You are given a tree (not necessarily binary) with a special property which is, forming multiple sub-trees.
This happens as follows:
A random node of the tree is broken. After this, the node along with its immediate parents up to the root vanishes from the tree.
The tree has N number of nodes and nodes are numbered from 1 to N. The root of the tree is numbered as 1.
Given the number on one of its node, you have to tell the number of sub-trees that would be formed in-case the node is broken.
Input format
First line contains an integer N, denoting number of nodes in the tree.
\(N-1\) lines follow.
Each of the \(N-1\) lines contains two integers u and v,denoting there is a bidirectional edge between nodes u and v.

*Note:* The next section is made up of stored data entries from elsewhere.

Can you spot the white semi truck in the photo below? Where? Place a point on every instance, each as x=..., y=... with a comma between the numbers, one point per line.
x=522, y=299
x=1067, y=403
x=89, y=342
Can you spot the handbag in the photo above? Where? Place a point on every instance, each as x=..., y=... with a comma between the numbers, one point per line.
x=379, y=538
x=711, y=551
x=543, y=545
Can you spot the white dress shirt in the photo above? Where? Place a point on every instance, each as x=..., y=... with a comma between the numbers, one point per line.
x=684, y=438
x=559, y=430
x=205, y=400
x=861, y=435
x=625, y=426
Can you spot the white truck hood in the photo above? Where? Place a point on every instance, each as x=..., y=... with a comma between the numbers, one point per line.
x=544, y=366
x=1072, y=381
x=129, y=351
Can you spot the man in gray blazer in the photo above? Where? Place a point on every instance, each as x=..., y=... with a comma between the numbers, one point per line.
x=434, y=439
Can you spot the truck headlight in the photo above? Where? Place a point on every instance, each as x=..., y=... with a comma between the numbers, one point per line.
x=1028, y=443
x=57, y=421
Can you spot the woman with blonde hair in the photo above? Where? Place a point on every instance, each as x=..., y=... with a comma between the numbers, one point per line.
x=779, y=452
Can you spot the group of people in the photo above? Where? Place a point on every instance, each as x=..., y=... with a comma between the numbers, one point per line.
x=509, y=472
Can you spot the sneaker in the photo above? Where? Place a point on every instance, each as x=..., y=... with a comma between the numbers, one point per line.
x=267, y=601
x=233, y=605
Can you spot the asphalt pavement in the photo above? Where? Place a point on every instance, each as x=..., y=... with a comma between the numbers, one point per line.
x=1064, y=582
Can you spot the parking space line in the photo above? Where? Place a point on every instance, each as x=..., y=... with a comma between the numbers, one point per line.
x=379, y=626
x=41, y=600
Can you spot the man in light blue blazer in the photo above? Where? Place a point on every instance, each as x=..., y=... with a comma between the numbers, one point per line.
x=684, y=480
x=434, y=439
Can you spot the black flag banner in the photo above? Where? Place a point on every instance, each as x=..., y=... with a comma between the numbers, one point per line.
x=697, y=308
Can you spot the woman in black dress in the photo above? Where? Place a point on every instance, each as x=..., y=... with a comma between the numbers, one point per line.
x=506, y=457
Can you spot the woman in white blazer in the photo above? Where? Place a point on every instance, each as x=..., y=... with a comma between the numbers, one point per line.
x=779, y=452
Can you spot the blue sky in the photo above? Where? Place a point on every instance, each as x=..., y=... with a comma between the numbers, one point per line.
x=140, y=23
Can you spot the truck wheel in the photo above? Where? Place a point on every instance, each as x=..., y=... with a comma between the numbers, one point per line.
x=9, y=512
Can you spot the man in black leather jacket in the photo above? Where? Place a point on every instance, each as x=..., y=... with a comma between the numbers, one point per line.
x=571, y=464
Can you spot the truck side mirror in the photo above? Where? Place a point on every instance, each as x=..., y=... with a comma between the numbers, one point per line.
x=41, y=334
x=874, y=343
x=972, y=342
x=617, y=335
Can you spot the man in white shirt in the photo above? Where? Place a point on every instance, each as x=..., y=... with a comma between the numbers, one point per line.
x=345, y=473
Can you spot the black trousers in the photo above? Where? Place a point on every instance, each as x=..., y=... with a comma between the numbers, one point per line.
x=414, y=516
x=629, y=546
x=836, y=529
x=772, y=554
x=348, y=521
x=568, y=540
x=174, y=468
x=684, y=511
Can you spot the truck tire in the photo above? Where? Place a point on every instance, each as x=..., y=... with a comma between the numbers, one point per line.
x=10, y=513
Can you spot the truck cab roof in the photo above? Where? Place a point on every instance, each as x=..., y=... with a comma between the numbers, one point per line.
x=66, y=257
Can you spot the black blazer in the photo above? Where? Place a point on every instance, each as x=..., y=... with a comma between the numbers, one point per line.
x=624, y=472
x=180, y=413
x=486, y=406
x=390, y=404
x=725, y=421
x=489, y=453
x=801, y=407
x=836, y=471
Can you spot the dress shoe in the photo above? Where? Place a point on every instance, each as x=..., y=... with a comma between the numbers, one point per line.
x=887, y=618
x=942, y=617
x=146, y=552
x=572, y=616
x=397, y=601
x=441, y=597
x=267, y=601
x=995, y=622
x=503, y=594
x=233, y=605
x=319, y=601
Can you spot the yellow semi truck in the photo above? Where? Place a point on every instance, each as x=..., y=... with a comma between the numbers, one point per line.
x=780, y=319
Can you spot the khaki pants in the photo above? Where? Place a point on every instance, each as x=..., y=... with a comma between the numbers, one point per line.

The next line contains an integer Q denoting the number of queries.
The next Q lines contain an integer each denoting the number of node that will break.
Output format
For each query, print the number of sub-trees that will be formed if the node given in the query breaks.
Answer for each query should come in a new line.
Input Constraints
\(1 \le N,Q \le 10^{5}\)
\(1 \le u,v \le N; u!=v\)
\(1 \le Each \; query \; node \le N\)
Note:
Each query is independent.
In the first case, when we delete node no. 1 , when get two single node subtrees.
In the second case, when we delete node no. 3 it's immediate parent node no. 1 is also deleted. If there were more immediate parent nodes then that would also have been deleted. Ultimately we are just left with one single node subtree.